The Ulster Farmers’ Union has accused the Northern Ireland Meat Exporters (NIMEA) of seeking to mislead farmers with its recent explanation of the reasons for the big difference between cattle prices in Northern Ireland and the rest of the UK.
“NIMEA has claimed an autumn glut of cattle is to blame for the poor beef prices farmers here are receiving, but when you look at the overall picture across the UK and Ireland this argument simply does not weigh up,” said UFU deputy president, Ivor Ferguson.
He said figures from the LMC show that clean cattle numbers have reduced compared with the same period in 2014, while live cattle exports for slaughter have increased in response to tighter numbers in GB.
“This tighter supply is reflected by the fact that average steer prices in GB are much the same as they were in 2014. This is 345-350p/kg, compared with 312p/kg in Northern Ireland.
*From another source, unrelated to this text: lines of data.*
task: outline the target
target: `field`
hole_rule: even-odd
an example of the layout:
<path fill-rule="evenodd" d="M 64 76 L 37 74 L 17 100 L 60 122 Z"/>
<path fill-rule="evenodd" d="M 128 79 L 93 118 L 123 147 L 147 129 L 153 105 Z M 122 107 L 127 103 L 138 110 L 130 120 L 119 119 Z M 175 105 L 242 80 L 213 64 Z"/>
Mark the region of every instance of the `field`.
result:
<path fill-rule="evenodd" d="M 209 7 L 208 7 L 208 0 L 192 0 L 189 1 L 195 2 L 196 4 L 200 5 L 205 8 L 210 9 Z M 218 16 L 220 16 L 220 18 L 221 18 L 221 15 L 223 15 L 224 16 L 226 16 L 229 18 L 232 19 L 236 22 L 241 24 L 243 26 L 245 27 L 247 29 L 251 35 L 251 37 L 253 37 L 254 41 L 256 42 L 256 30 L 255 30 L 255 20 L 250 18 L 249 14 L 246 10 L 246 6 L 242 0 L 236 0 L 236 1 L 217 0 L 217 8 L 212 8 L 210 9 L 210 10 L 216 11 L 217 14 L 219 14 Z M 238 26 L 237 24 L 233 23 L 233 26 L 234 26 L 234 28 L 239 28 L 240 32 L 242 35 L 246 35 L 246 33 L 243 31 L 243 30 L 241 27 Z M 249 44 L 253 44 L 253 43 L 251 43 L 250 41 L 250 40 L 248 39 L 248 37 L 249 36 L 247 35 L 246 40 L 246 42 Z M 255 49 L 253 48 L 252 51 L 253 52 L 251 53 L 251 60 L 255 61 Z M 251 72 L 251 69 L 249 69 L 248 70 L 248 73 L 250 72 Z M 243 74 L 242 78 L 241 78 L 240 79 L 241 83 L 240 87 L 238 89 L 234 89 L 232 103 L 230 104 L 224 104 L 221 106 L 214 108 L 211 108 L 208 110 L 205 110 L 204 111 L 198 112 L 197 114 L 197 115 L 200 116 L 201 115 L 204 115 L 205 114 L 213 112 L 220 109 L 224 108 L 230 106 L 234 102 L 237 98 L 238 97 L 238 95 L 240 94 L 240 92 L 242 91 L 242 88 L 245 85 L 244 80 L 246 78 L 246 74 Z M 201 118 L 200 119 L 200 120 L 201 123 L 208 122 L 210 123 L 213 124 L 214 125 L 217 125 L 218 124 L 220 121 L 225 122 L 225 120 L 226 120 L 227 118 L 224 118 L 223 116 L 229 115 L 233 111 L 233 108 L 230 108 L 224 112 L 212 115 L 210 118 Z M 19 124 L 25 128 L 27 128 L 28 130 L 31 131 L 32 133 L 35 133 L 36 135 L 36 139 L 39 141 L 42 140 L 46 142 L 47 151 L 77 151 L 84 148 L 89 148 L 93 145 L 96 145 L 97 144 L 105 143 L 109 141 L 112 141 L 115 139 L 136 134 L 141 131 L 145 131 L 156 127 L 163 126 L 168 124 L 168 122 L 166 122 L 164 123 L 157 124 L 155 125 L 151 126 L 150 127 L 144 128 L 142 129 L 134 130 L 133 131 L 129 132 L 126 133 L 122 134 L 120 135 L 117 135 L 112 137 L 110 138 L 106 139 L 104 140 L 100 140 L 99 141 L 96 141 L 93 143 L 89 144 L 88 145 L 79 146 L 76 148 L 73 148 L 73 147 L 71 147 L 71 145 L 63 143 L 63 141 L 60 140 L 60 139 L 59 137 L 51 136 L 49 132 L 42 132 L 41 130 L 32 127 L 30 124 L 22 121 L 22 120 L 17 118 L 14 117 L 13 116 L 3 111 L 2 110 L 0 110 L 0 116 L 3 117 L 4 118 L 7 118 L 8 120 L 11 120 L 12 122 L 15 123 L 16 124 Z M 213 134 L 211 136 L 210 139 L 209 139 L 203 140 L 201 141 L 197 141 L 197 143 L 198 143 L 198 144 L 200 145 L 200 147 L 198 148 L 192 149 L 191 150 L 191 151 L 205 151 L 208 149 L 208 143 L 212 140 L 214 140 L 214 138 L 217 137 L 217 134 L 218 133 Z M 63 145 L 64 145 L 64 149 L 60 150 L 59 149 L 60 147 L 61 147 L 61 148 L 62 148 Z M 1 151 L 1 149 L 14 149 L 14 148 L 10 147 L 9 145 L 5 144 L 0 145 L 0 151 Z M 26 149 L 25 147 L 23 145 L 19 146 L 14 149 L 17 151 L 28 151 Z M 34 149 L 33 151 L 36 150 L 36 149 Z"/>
Ultimately this means the gap continues to sit around 34p/kg or £119 on a 350kg animal,” said Mr Ferguson.
The UFU says that on the retail side prices for beef have not altered much over the last 12 months, while it is reported that there is good retail demand for clean cattle in the run up to Christmas. “On that basis the comments made by NIMEA are misleading not only to farmers but also those in the rest of the supply chain. Fairness needs to be central to the supply chain and at the minute it just isn’t there,” said Mr Ferguson.
Central to the UFU criticism of the differential is that retailers charge consumers a UK standard price for beef purchased from NIMEA members, while returns to farmers shows significant variation. “No matter how you look at this both farmers and consumers are disadvantaged. Responsibility for this lies with retailers and processors, and as it stands it looks like both are taking advantage of local farmers,” said Mr Ferguson.